К тому времени, впрочем, Лукач становится марксистом. Он разочаровывается в этой книге и на какое-то время даже меняет амплуа кабинетного мыслителя на стезю профессионального революционера, вполне достойную пера мастеров авантюрного романа.

Д.Лукач — фронтовой-политкомиссар, отдавший приказ о расстреле дезертиров.1919 г.

После падения Габсбургов осенью 1918 г. Лукач примыкает к компартии, руководит культурной политикой венгерской коммунистической диктатуры 1919 г., установившейся на 133 дня в центре Европы как продолжение (неудавшееся) российского большевистского эксперимента и первое (по сути единственное) детище начавшейся мировой революции, вскоре остановленной. После падения диктатуры три месяца скрывается от полиции, бежит в Вену, тогда как дома заочно приговаривается правым режимом Хорти к смертной казни. В Вене участвует в работе коминтерновских структур, в конце 1920-х годов на три месяца нелегально возвращается в Будапешт, где направляет работу подпольной компартии в соответствии с установками московского центра. Работы, в которых содержится этическое обоснование его политического выбора, получили не меньшую известность в кругах философов, чем незаконченная гейдельбергская «Эстетика», академический труд, писавшийся Лукачем по требованию учителя, знаменитого Макса Вебера в одном из лучших немецких университетов – не дописав, Лукач положил его на хранение в сейф гейдельбергского банка (по символическому совпадению это произошло 7 ноября 1917 г., ознаменовав собой начало новой жизни философа в совершенно новую эпоху). Из этого сейфа, уже после смерти Лукача работу извлекли в 1970-е годы, опубликовав, его ученики во главе с Агнеш Хеллер.
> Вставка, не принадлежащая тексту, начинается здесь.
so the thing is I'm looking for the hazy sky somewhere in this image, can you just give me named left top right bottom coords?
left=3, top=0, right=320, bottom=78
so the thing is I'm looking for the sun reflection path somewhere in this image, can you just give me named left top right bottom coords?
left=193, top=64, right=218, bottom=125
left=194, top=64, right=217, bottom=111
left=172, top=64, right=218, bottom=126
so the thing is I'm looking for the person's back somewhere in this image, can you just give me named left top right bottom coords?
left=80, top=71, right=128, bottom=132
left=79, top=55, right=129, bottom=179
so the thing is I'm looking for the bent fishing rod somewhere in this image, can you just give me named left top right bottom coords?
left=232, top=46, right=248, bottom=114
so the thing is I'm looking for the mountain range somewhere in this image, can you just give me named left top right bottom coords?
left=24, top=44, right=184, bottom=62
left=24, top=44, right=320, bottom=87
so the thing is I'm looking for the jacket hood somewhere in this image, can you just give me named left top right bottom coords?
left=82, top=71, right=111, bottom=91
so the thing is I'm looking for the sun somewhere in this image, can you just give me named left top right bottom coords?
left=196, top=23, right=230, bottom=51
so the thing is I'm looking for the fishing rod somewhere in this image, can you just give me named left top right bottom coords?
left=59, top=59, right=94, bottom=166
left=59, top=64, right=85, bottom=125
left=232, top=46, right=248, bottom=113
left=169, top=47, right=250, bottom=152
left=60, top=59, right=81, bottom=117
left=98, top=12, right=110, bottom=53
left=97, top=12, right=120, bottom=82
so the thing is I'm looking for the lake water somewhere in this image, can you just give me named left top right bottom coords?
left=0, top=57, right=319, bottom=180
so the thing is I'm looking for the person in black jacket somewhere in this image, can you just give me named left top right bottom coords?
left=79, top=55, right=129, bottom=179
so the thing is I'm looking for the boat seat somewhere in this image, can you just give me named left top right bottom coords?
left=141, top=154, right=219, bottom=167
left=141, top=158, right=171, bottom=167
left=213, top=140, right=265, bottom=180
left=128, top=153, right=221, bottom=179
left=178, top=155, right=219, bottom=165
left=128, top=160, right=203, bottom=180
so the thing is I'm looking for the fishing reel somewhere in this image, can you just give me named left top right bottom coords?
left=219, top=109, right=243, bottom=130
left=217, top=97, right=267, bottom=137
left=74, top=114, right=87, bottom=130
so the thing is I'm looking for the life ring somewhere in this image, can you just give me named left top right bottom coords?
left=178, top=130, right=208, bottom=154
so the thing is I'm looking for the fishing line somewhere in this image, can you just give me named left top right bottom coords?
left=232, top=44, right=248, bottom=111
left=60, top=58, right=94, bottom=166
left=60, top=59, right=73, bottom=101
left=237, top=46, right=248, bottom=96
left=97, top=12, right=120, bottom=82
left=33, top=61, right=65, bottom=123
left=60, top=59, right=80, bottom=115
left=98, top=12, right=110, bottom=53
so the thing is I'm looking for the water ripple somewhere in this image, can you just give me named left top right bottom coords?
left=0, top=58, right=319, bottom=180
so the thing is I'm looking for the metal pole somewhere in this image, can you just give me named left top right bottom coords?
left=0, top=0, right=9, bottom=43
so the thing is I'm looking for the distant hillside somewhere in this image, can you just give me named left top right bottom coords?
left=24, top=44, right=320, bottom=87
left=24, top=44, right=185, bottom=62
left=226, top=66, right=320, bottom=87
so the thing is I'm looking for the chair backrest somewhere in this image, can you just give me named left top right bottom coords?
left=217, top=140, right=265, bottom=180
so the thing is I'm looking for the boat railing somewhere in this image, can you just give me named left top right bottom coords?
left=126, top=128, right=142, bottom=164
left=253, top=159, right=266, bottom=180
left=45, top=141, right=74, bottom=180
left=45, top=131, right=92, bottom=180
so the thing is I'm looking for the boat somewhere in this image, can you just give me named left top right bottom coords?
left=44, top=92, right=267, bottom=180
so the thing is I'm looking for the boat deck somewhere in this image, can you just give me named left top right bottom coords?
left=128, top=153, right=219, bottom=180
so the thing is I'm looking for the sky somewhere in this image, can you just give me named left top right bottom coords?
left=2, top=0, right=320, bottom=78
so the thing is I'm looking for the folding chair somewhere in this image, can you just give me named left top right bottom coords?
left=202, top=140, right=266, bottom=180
Особенно знаменита среди лукачевских работ «История и классовое сознание» 1923 г., резко раскритикованная идеологами Коминтерна, но сильно повлиявшая на западный неомарксизм, Франкфуртскую школу Т.Адорно, Г. Маркузе и Э. Фромма, а в конце 1960-х годов ставшая своего рода Библией для наиболее интеллектуально продвинутых представителей движения «новых левых». Сам Лукач, не возражая против переиздания этой работы на Западе, в специально написанном для немецкого издания 1968 г. предисловии дистанцировался от своих ранних идей.
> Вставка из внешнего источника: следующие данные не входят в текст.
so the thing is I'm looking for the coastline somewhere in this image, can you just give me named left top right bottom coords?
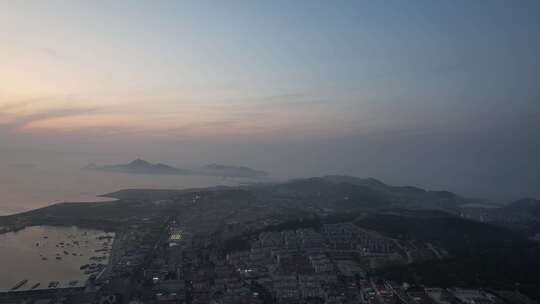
left=0, top=196, right=120, bottom=217
left=0, top=197, right=121, bottom=235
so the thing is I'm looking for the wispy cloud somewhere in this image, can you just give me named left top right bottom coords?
left=0, top=98, right=46, bottom=113
left=16, top=107, right=99, bottom=128
left=0, top=96, right=100, bottom=131
left=0, top=91, right=345, bottom=140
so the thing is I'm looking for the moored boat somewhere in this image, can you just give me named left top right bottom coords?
left=11, top=279, right=28, bottom=290
left=48, top=281, right=59, bottom=288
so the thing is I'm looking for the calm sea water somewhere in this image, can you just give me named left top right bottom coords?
left=0, top=165, right=245, bottom=215
left=0, top=225, right=114, bottom=292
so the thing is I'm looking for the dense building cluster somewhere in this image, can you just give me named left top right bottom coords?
left=1, top=206, right=538, bottom=304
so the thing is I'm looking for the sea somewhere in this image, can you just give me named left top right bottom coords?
left=0, top=165, right=250, bottom=216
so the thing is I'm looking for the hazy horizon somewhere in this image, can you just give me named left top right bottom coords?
left=2, top=0, right=540, bottom=207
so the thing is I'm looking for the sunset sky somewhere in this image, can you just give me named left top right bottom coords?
left=1, top=1, right=539, bottom=199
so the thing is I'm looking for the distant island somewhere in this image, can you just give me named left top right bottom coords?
left=84, top=159, right=268, bottom=178
left=85, top=159, right=190, bottom=175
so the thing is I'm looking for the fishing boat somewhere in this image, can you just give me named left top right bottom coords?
left=11, top=279, right=28, bottom=290
left=48, top=281, right=59, bottom=288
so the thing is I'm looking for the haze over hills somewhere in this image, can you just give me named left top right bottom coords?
left=84, top=159, right=269, bottom=178
left=259, top=175, right=469, bottom=211
left=504, top=198, right=540, bottom=214
left=196, top=163, right=268, bottom=178
left=457, top=197, right=540, bottom=238
left=93, top=175, right=475, bottom=215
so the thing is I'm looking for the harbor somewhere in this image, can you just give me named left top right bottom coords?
left=0, top=225, right=114, bottom=293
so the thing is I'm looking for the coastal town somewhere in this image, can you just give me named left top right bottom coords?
left=1, top=211, right=537, bottom=304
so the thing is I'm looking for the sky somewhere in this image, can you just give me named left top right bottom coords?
left=1, top=0, right=539, bottom=200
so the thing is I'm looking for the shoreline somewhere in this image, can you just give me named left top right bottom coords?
left=0, top=225, right=116, bottom=293
left=0, top=196, right=120, bottom=217
left=0, top=197, right=122, bottom=235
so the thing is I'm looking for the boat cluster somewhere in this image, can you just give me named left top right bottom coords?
left=8, top=232, right=114, bottom=292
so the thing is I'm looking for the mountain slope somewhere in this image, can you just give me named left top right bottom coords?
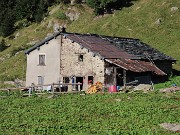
left=0, top=0, right=179, bottom=81
left=68, top=0, right=180, bottom=69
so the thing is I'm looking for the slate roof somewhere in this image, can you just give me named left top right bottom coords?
left=102, top=36, right=176, bottom=61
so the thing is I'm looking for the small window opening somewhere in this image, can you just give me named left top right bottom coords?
left=39, top=54, right=45, bottom=65
left=38, top=76, right=44, bottom=85
left=88, top=76, right=94, bottom=84
left=78, top=55, right=83, bottom=62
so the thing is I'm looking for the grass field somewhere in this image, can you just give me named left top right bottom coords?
left=0, top=92, right=180, bottom=134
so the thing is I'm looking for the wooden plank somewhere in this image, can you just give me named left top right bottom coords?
left=123, top=69, right=126, bottom=89
left=23, top=93, right=48, bottom=96
left=113, top=67, right=117, bottom=86
left=27, top=83, right=82, bottom=88
left=49, top=91, right=82, bottom=94
left=0, top=88, right=18, bottom=91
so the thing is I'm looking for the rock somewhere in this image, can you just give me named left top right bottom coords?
left=15, top=51, right=23, bottom=56
left=155, top=18, right=162, bottom=25
left=65, top=9, right=80, bottom=21
left=134, top=84, right=152, bottom=91
left=49, top=5, right=60, bottom=15
left=71, top=0, right=76, bottom=5
left=160, top=123, right=180, bottom=132
left=71, top=0, right=82, bottom=5
left=53, top=23, right=60, bottom=32
left=15, top=32, right=20, bottom=39
left=6, top=54, right=11, bottom=59
left=14, top=78, right=24, bottom=87
left=0, top=57, right=5, bottom=62
left=26, top=40, right=39, bottom=46
left=136, top=7, right=141, bottom=10
left=4, top=81, right=14, bottom=85
left=115, top=98, right=122, bottom=102
left=170, top=7, right=178, bottom=12
left=47, top=20, right=53, bottom=28
left=47, top=95, right=56, bottom=99
left=46, top=33, right=53, bottom=37
left=160, top=86, right=180, bottom=93
left=43, top=17, right=47, bottom=21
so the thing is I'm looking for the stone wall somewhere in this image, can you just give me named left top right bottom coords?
left=60, top=37, right=105, bottom=90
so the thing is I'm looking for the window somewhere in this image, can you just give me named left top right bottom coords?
left=88, top=76, right=94, bottom=84
left=38, top=76, right=44, bottom=85
left=39, top=54, right=45, bottom=65
left=78, top=55, right=83, bottom=62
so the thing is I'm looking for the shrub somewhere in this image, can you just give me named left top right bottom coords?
left=0, top=39, right=7, bottom=52
left=56, top=12, right=67, bottom=20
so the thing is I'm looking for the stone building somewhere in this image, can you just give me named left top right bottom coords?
left=25, top=30, right=176, bottom=90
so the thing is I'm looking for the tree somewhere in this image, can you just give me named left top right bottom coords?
left=0, top=0, right=16, bottom=37
left=0, top=0, right=49, bottom=37
left=0, top=39, right=7, bottom=52
left=0, top=9, right=16, bottom=37
left=86, top=0, right=135, bottom=15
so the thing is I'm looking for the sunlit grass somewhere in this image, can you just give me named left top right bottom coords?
left=0, top=92, right=179, bottom=134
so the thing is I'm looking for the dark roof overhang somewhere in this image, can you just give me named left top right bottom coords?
left=105, top=58, right=166, bottom=76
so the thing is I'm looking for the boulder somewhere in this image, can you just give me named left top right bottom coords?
left=15, top=32, right=20, bottom=39
left=134, top=84, right=152, bottom=91
left=160, top=123, right=180, bottom=132
left=53, top=23, right=60, bottom=32
left=65, top=9, right=80, bottom=21
left=160, top=86, right=180, bottom=93
left=155, top=18, right=162, bottom=25
left=26, top=40, right=39, bottom=46
left=170, top=7, right=178, bottom=12
left=47, top=20, right=53, bottom=28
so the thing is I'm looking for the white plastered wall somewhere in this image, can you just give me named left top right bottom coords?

В начале 1930-х годов Лукач, к тому времени едва не исключенный из венгерской компартии «правый уклонист» – влиятельнейший литературный критик веймарской Германии, одна из центральных фигур духовной жизни страны на ее левом фланге. Начатая еще в Берлине, но законченная в Москве и опубликованная в 1948 г. на Западе работа «Молодой Гегель и проблемы капиталистического общества» стала настольной книгой для всех, кто занимается творчеством классика немецкой философии.
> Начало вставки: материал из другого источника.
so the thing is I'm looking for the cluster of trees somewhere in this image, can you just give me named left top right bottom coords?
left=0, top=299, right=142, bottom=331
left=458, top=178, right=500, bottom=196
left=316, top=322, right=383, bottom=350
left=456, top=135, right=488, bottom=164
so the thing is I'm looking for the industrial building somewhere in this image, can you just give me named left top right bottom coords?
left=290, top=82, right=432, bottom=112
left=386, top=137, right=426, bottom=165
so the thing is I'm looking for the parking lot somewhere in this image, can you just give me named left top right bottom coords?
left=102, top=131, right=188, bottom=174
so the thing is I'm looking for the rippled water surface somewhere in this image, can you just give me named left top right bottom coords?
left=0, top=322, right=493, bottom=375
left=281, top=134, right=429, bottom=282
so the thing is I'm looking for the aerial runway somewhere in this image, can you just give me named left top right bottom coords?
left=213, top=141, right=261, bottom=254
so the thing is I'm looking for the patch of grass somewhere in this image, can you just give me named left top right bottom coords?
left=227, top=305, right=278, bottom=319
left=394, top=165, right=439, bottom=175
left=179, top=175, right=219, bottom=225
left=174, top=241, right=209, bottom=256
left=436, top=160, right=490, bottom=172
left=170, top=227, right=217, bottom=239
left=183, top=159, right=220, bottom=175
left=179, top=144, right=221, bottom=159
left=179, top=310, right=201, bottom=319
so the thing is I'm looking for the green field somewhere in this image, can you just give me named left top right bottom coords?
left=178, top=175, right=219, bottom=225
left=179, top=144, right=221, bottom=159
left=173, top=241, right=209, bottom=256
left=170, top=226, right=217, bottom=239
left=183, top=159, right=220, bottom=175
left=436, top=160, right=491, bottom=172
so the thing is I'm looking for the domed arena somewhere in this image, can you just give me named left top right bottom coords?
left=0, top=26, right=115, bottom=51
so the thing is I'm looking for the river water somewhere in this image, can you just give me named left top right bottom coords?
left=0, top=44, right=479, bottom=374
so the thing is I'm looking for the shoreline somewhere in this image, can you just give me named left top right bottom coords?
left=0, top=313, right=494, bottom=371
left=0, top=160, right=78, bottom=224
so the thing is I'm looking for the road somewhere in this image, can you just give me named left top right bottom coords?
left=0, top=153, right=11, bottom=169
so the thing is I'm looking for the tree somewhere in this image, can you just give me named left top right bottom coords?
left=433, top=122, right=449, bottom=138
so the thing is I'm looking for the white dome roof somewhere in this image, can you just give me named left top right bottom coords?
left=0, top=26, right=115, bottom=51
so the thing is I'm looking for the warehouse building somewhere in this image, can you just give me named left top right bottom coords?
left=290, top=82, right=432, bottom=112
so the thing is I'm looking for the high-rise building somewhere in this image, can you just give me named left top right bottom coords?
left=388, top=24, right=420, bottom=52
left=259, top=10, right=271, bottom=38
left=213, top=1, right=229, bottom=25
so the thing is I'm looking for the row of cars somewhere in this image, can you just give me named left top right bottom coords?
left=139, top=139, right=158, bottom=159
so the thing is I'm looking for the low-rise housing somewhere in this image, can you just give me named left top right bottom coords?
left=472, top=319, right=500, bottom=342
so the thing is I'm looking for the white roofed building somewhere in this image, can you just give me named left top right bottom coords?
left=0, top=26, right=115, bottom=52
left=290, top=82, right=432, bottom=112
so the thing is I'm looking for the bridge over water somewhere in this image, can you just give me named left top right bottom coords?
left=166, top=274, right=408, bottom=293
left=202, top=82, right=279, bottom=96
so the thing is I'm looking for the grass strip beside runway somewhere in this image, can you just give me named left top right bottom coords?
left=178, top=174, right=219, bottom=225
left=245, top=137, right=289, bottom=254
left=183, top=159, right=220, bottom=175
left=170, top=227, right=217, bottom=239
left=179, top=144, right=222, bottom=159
Молодой Лукач в дружеском кругу. Справа Бела Балаж, один из основоположников мировой киноэстетики.

После прихода к власти в Германии Гитлера в 1933 г. Лукач переселяется в Москву (где жил некоторое время и раньше, занимаясь изучением рукописей молодого Маркса). Его работы по истории романа и классического реализма оказываются в центре дискуссий, своей неортодоксальной (тем более по меркам сталинской эпохи) трактовкой проблем соотношения идеологии и художественного мастерства они привлекают внимание интеллигенции и вызывают резкий отпор официозной эстетики, доходивший до жестких политических обвинений. Одна из дискуссий (вокруг книги Лукача «К истории реализма») оказалась не совсем проходной и совсем не типичной для сталинского времени по постановке проблем. Начавшись в месяцы, когда во всем мире (не в последнюю очередь в стране “победившего социализма“) отмечалось 150-летие Великой Французской революции, она вполне закономерно (хотя и довольно неожиданно) вышла на проблему Термидора – не просто конкретного контрреволюционного переворота 1794 г., а символа перерождения революционной власти. Между тем, 23 августа 1939 г. был заключен договор СССР с фашистской Германией, повлекший за собой полный отказ от антифашистской пропаганды и даже преследование тех, кто на ней настаивал. Параллели прочитывались невооруженным взглядом, ведь это событие как никакое другое могло навести современников на далеко идущие размышления о глубоком перерождении власти, легитимизированной событиями октября 1917 г., об отступлении ее от неких идеалов большевистской революции. Таким образом, за рассуждениями участников дискуссии о событиях 150-летней давности даже невооруженным глазом легко прочитывались современные аналогии, и в результате напрашивалась постановка вопроса о соотношении преемственности и разрыва между революцией 1917 г. и реалиями сегодняшнего дня. Этот крайне нежелательный поворот в ходе дискуссии не сразу был обнаружен бдительными идеологическими цензорами, что только ужесточило реакцию властей – журнал «Литературный критик», главная трибуна Лукача в московский период его творчества был закрыт в начале 1941 г. К этому добавим, что Лукач много пишет в Москве и для немецких эмигрантских изданий, довольно смело противопоставив в одной из статей конца 1930-х годов тип «народного трибуна», рожденного революцией, типу бюрократа, функционирующего от имени революции, но органически ей чуждого.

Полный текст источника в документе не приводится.